Last August, Marty told me how this building was structurally and geometrically unique: using a “bricks and sticks” system designed and developed by Ramboll, with not one single right angle. Practically every form of concrete is employed (insitu, precast, post tensioned, exposed, panelized, and three-dimensionally framed), and, on top of it all, spans London’s highest and newest steel pedestrian bridge. The perforated sloping masonry façade – like a piece of giant origami – contains vast cathedral-like spaces.
What I truly appreciated about this building, even a year before completion, was how it made me feel. Despite being surrounded by busy builders in high-vis and hard hats, I wanted to dance right through its open levels laid with unstained oak timber flooring and waltz down spiraling staircases that put people first.
The £260m extension, called the Switch House, revolutionizes the idea of a public gallery. The 11-storey high brick pyramid is built on top of oil storage tanks that once serviced the power station. Designed by architects Herzog & de Meuron, it provides an additional 60% of gallery space dedicated to live art, film and installations – what Tate Modern’s Director Sir Nicholas Serota calls “a different kind of art because in 15 years art itself has changed”.
As MONA-goers know, art is being experienced and lived not simply observed or viewed.
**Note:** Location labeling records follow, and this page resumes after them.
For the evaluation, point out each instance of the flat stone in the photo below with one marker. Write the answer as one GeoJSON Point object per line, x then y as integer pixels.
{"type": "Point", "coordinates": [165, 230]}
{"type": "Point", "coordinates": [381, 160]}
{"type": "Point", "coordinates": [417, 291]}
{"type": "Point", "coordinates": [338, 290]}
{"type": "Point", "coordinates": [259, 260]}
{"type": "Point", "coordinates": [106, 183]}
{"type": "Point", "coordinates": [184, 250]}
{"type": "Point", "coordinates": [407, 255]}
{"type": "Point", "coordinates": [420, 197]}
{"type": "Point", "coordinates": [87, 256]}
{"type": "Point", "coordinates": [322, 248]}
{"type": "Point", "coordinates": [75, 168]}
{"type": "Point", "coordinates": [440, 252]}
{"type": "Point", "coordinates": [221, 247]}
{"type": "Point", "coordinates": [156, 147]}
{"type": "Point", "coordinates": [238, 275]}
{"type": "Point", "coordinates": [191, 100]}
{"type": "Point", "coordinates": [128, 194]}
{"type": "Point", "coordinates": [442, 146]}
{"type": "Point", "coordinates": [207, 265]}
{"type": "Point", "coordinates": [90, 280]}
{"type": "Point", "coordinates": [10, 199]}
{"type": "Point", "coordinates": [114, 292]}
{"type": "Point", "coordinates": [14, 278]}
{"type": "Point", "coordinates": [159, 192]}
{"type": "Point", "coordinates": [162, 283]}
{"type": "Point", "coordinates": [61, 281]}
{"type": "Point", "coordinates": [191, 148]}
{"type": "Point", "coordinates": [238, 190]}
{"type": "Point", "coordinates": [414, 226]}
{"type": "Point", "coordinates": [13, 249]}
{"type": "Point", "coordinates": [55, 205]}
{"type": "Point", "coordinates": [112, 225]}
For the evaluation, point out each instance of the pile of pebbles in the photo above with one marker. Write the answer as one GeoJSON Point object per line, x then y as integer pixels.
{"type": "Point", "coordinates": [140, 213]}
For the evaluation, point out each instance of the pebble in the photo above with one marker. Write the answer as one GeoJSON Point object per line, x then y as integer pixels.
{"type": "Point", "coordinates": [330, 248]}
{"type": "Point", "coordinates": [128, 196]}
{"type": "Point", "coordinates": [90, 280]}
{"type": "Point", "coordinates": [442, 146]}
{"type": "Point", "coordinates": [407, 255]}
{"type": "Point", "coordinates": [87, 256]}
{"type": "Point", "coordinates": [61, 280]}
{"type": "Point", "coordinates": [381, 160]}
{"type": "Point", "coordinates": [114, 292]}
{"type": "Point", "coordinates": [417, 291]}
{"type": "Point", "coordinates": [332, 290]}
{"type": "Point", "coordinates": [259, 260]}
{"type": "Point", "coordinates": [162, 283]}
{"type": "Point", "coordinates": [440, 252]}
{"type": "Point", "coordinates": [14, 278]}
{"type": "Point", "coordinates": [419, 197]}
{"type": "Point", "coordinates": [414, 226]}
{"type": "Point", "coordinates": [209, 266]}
You get the sense that this will be the measure of this Century.
Aside from this week’s reviews, design critiques and fancy openings, I remind myself what this building does is put the common brick centre stage.
The hanging gardens of Babylon, one of the Seven Wonders of the World; the Great Wall of China, the largest man-made object on the planet; the Hagia Sophia, one of the most beautiful churches ever built; the structure of India’s Taj Mahal; the unforgettable profile of the Chrysler building in New York – all these have one thing in common – they were built out of brick, perhaps the most ubiquitous and yet least regarded of materials.
At the Switch House, 380,000 bricks were placed on the façade, matching those on the existing museum, but at the same time creating something radically new – a perforated brick lattice through which interior lights glow in the evening. Yanchee Lau, the design associate and expert at computational design in 3D, spent the majority of his time on the brickwork. “We gasped at the ambition, barely able to grasp the level of attention that it would demand from us,” he said, “but we knew that it was going to be special.” Lau began the process of drawing every brick and anointed each one with a name. Hand-laying each and every brick, he says, was central to assembling it.
Marty told me Derek Byrne, the man who laid the new gallery’s first brick in August 2014, laid the last one on Valentine’s Day this year before the ten-week process of disassembling the scaffolding. When I asked more about Derek, Marty emailed that he looked a very seasoned, well-worn brickie, probably in his late 50s, from Essex where his company is based. “He’s super proud of what he and his team accomplished. They’re now moving on to develop ideas for Roman Abramovich’s new football stadium for Chelsea – where 6 million bricks are required.”